Giggs hopes Games will offer home from home away from Welsh woes


Ryan Giggs didn't look much at home with "God Save the Queen" when he stood on the Middlesbrough pitch for his Great Britain debut last Friday and it will clearly take something other than the anthem to summon up that passion in him which Wales knows as hwyl. But the captain of Stuart Pearce's side will tackle the last unfulfilled ambition of his playing days – international achievement – when he takes the side out to face Senegal tonight on the turf which he has called home for 21 years.

The disappointments of Giggs' Wales career are more crushing than many realise. "I'm still disappointed I never got to a major championship with Wales, but we weren't good enough to get to a European Championship or World Cup," he said, and it was not just the despair of the last-gasp defeats in Romania and at home to Russia – which denied him a place at the 1994 World Cup finals and the 2004 European Championship – but the sheer, maddening amateurism at times.

Giggs always remembers the day the squad arrived at Stansted, early in the Mark Hughes era, to find that they were fully a ton and a half over their excess baggage allowance. Hughes had to ask 13 of the nation's fans if they would mind catching a later flight, to allow them to get all their gear on board.

Giggs, right, whom Pearce has involved in his coaches' meetings, now seems unburdened in a way that he never was with Wales. The encounter with Dame Kelly Holmes at the Olympic Village two weeks ago was particularly inspiring. "The other day we were with the divers and the swimmers," Giggs added. "You normally wouldn't get a chance to spend time with them."

And, of course, there is not the presence of Sir Alex Ferguson on his shoulder, brooding at the sight of him playing too much football. That factor explained one of the more bizarre statistics of Giggs' Wales career which began in 1991 but didn't include a friendly until March 2000. "Right from the start, he wanted me to be a part of this," Giggs said of Ferguson.

International captaincy seems to fit him better now. His three experiences of it for Wales all brought defeat, not to mention his first ever dismissal on the second of those occasions – a bitter 3-2 defeat in Oslo. "The onus is on me as captain and the most experienced player," Giggs said.

The captain, deployed in central midfield in the warm-up against Brazil on Teesside, provided GB's one opportunity of the 2-0 defeat – a dangerous free-kick which Manchester City's Micah Richards could not convert.
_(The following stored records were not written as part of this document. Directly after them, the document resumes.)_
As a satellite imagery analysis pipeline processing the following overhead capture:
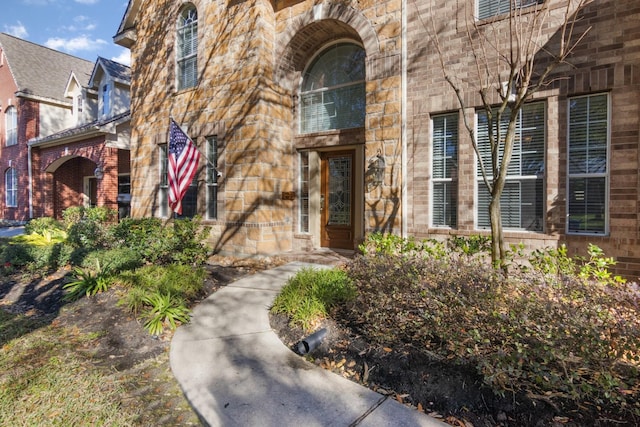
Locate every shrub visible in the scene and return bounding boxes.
[62,262,112,301]
[81,246,143,273]
[24,217,64,235]
[271,268,355,331]
[142,293,190,335]
[118,264,206,335]
[110,218,209,265]
[348,248,640,414]
[62,206,117,248]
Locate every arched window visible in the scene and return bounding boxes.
[5,107,18,145]
[4,168,18,207]
[176,5,198,90]
[300,43,366,133]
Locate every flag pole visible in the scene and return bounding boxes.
[167,116,218,172]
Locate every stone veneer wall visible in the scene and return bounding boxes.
[131,0,401,254]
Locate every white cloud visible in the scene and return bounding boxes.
[23,0,56,6]
[111,49,131,65]
[44,36,108,52]
[4,21,29,39]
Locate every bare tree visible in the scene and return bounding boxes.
[421,0,591,270]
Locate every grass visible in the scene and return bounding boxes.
[0,310,137,426]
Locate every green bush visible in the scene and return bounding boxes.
[110,218,209,265]
[271,268,355,331]
[142,293,190,335]
[117,264,206,335]
[80,246,143,273]
[24,217,64,236]
[348,252,640,414]
[62,206,117,248]
[62,261,112,301]
[1,238,73,273]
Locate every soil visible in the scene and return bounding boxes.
[0,257,637,427]
[270,311,640,427]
Giggs' compatriot Joe Allen looked perhaps Pearce's sharpest against Brazil, though that performance – with its criminal concessions of possession – put medal aspirations into perspective. Giggs has reached an international finals tournament at last, however, and he won't deny himself the indulgence of discussing medals. "As a footballer, you don't start out in your career hoping to win the Olympics," he said. "You want to win leagues, FA Cups and European Cups. This is different but [any kind of medal] will rank highly. This would be up there. Hopefully, we'll get the chance to go a long way."